Exposé des faits et de la procédure



Le 4 août 2013, vers 19 h10, M. [U] [A], qui circulait au volant d'un deux-roues sur une avenue en sens unique, a été victime d'un accident de la circulation impliquant un véhicule conduit par M. [J] et assuré auprès de la société garantie mutuelle des fonctionnaires (société GMF).



Il a été expertisé par les docteurs [M] et [S], experts désignés par son assureur, la société mutuelle assurance des instituteurs de France (société MAIF) et la société GMF.



Contestant les conclusions des experts amiables, M. [A] a saisi le juge des référés afin d'obtenir la désignation d'un expert judiciaire.



Par ordonnance du 28 mai 2018, le juge des référés de Marseille a désigné le docteur [X] [R] et condamné la société GMF à payer à M. [A] une provision de 20 000 € s'ajoutant aux provisions déjà versées dans le cadre amiable.



L'expert a déposé son rapport le 28 juin 2019.



Par acte du 27 janvier 2020, M. [A] a fait assigner la société GMF devant le tribunal judiciaire de Marseille afin d'obtenir, au contradictoire de la caisse primaire d'assurance maladie (CPAM) des Bouches du Rhône, l'indemnisation de son préjudice corporel.

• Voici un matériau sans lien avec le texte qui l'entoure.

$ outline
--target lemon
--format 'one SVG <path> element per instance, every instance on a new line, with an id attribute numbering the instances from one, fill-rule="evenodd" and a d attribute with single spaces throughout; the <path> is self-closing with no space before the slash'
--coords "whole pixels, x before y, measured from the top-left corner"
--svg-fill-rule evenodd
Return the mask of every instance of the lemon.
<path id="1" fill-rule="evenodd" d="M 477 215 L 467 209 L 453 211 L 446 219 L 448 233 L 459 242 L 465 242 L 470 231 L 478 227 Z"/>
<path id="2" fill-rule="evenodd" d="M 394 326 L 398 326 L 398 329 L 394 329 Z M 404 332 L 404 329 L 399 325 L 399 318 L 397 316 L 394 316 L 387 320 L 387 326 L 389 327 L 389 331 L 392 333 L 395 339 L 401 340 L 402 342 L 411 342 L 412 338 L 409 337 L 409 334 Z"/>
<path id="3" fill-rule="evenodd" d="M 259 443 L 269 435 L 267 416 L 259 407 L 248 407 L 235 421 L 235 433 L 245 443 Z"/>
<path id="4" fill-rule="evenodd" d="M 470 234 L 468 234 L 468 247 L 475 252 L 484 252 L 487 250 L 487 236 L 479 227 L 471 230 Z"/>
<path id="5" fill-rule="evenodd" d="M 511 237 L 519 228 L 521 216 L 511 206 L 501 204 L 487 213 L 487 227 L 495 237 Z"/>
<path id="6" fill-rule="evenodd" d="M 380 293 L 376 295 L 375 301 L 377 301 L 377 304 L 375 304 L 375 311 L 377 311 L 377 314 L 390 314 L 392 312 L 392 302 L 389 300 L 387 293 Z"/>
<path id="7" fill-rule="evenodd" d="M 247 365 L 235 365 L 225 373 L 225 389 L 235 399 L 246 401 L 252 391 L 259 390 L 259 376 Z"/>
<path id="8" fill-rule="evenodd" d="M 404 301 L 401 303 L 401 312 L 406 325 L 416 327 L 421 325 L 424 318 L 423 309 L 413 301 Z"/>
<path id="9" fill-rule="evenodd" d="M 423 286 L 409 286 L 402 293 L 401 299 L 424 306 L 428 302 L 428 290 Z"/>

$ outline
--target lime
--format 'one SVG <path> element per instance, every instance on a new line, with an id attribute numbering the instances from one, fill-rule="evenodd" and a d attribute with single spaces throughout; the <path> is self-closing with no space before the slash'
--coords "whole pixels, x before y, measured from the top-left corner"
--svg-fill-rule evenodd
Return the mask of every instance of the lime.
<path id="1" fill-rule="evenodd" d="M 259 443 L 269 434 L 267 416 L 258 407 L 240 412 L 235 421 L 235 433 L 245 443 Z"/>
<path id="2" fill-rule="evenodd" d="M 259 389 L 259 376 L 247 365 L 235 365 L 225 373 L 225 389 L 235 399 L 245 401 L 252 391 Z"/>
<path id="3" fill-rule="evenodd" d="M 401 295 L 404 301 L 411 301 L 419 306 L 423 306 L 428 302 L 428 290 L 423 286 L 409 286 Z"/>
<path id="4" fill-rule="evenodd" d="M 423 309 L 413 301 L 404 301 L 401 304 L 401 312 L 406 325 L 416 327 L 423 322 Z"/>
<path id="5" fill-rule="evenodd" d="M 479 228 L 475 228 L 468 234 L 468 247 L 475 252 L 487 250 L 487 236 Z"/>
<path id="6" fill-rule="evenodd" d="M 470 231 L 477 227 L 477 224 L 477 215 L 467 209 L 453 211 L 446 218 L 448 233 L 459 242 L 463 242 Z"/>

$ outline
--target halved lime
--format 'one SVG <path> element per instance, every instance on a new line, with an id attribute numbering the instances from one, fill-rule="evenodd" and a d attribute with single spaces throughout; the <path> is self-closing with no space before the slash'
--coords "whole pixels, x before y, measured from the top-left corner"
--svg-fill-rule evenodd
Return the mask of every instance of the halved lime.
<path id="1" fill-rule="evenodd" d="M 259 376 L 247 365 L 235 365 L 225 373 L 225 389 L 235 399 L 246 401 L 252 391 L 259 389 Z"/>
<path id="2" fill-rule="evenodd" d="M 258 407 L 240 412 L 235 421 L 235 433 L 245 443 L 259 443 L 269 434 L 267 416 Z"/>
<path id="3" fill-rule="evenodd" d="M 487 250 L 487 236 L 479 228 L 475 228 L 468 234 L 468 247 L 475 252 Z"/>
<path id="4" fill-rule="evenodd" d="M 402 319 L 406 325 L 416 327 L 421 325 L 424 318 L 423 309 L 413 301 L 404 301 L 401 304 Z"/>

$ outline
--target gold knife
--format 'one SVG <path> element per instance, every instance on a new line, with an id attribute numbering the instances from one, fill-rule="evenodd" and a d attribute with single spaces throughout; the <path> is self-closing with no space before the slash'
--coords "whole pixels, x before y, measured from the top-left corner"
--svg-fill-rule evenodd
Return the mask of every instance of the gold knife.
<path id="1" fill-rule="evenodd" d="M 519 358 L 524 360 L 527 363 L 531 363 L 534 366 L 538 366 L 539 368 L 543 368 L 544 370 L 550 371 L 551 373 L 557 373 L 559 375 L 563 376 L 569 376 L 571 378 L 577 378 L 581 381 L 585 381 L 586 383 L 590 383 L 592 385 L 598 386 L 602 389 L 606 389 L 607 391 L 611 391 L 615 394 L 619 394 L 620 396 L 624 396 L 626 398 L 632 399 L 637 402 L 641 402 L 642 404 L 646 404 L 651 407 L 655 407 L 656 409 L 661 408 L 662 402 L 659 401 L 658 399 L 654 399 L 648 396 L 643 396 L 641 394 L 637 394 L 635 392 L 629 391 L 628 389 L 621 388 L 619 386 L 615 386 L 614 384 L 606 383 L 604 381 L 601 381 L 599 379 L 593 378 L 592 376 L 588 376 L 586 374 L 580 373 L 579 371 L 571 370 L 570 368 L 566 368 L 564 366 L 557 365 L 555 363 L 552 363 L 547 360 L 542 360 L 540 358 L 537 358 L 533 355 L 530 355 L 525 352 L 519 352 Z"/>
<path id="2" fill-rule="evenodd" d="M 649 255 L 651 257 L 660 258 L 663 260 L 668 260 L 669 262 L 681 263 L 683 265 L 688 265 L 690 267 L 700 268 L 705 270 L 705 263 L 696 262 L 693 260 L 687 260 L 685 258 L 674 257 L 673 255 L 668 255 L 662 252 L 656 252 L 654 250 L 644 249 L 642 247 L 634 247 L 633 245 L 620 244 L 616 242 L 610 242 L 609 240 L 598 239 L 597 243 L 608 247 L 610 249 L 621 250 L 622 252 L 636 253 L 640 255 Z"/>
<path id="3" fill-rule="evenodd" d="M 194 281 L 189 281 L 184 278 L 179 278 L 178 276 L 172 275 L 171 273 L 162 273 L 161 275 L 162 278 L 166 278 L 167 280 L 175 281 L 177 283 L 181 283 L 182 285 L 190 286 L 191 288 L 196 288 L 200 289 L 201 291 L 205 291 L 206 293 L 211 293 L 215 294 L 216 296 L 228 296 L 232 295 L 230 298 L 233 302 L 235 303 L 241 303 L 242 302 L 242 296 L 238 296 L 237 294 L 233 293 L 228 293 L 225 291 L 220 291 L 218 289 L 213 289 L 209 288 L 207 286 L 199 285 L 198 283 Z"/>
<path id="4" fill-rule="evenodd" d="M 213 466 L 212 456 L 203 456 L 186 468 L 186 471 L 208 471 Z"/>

Par jugement du 28 juin 2021, exécutoire de droit à titre provisoire, cette juridiction a :

- condamné la société GMF à indemniser M. [A] des conséquences dommageables de l'accident du 4 août 2013 ;

- évalué le préjudice corporel de M. [A] à 105 397,94 € ;

- condamné la société GMF à payer à M. [A] avec intérêts au taux légal à compter du jugement la somme de 62 397,94 € en réparation de son préjudice après déduction des provisions versées et 1 300 € en application de l'article 700 du code de procédure civile ;

- condamné la société GMF à payer à M. [A] des intérêts au double du taux légal sur la somme de 109 855,40 € du 7 septembre 2019 au 14 mai 2020 ;

- condamné la société GMF aux dépens.



Le tribunal a détaillé ainsi les différents chefs de dommage de la victime directe :

- dépenses de santé actuelles : créance de la CPAM

- frais divers : 840 €

- assistance par tierce personne temporaire (18 € de l'heure) : 6 633 €

- perte de gains professionnels actuels : 20 432,41 € dont 3 174,01 € revenant à la victime

- perte de gains professionnels futurs : rejet

- incidence professionnelle : 40 000 €

- déficit fonctionnel temporaire (27 € par jour) : 6 090,93 €

- souffrances endurées 3,5/7 : 9 000 €

- préjudice esthétique temporaire 2,5/7 : 1 500 €

- déficit fonctionnel permanent 13 % : 30 160 €

- préjudice esthétique permanent 2,57 : 5 000 €

- préjudice d'agrément : 3 000 €

- préjudice sexuel : rejet



Pour statuer ainsi, il a notamment considéré que :

- M. [A] était demandeur d'emploi au moment de l'accident et avait déjà entamé des démarches en vue de se reconvertir ; l'inaptitude qui est à l'origine de son licenciement n'est pas imputable à l'accident ; en tout état de cause, il a repris son activité de serveur en octobre 2017 sur un poste non aménagé et l'instabilité et la précarité dont il se plaint existent depuis longtemps, de sorte que ce n'est pas le fait dommageable qui est à l'origine de son incapacité à percevoir des gains professionnels ;

- si l'expert a retenu une incapacité à exercer la profession de serveur, M. [A] ne justifie pas des conditions dans lesquelles il avait exercé cette profession avant le fait dommageable, hormis durant un mois au sein de l'établissement Il Pinocchio et il était en cours de reconversion ; cependant, son avenir professionnel et sa capacité à percevoir des gains sont nécessairement affectées par l'invalidité partielle dont il est atteint, ce qui consacre une perte de chance d'occuper un emploi nécessitant de pleines capacités physiques et il existe pour la durée restante de la vie professionnelle une pénibilité accrue d'exécution des tâches professionnelles ;

- l'expert ayant déposé son rapport le 18 mars 2019, le délai imparti à l'assureur pour formuler son offre a commencé à courir le 7 septembre 2019 ; or, la première offre a été présentée par la société GMF par conclusions du 14 mai 2020.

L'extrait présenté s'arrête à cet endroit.